Re: Avoid being a target EDITED
Add this one to the list:
The S attempts to make the target responsible for the consequences of the actions taken by the S. "You have to do this act or I will say that you are being difficult." or "Well I have incurred an obligation to a third party and we are now relying upon you to agree to this request." I once had a friend book a vacation, hotels, air fare, time off work, and then while she was enthusiastically celebrating her anticipation by sharing with us her plans, she turned to me and said "So, we need someone to stay at the house and take care of the cats and pets. You will be able to do that for us, won't you?" In other words: Are you going to make all my plans collapse in front of anyone and at the same time demonstrate your ungenerous nature and not be there for me when I clearly trust that you will be!
When I stepped back and said that I did not have plans to move to her house for housekeeping services her face immediately darkened, she became the victim and almost sobbed "Well what am I to do then? Cancel my vacation!" and suddenly I was a criminal destroying her property interests.

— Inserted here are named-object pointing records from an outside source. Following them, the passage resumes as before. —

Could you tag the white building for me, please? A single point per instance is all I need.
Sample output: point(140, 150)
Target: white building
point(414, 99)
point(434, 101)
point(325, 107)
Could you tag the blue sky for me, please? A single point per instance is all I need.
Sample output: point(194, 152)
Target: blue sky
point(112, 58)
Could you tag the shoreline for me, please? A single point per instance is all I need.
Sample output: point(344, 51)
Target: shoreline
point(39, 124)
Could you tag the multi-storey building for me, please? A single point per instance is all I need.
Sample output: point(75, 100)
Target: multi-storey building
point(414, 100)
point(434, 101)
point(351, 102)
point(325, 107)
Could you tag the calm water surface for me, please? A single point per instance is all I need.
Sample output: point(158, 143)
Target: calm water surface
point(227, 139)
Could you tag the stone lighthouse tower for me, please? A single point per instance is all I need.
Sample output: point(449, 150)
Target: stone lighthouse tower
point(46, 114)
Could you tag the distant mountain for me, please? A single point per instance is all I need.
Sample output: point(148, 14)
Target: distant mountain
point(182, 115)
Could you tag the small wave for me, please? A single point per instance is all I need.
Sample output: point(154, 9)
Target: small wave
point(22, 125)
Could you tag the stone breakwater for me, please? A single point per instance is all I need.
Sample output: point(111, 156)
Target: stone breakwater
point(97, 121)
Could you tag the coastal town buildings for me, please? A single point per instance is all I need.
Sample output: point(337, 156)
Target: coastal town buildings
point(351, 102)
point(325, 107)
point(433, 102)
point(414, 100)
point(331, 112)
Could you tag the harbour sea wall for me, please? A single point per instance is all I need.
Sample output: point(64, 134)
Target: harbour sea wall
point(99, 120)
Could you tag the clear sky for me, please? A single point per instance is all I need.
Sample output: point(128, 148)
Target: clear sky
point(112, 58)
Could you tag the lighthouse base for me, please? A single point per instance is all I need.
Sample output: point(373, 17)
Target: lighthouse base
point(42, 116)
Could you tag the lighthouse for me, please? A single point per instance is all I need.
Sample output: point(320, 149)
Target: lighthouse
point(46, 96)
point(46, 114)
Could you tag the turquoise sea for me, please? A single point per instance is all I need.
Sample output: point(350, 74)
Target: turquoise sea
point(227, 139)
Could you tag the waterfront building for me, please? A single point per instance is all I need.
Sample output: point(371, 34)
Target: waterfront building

Foolishly I agreed thinking that if I gently reprimanded her for her presumption it would not happen again. I could not have been more incorrect. What followed was a series of violent confrontations premised on her entitlement and a fictious background of my "letting her down" as a character of our relationship. She had injected that character into her tone when she established her manipulative move and by smoothing things out for her "just this once" I unwittingly endorsed that premise. Predictably I was seen as the one who caused her grief and she the one who tried so hard to make the relationship work.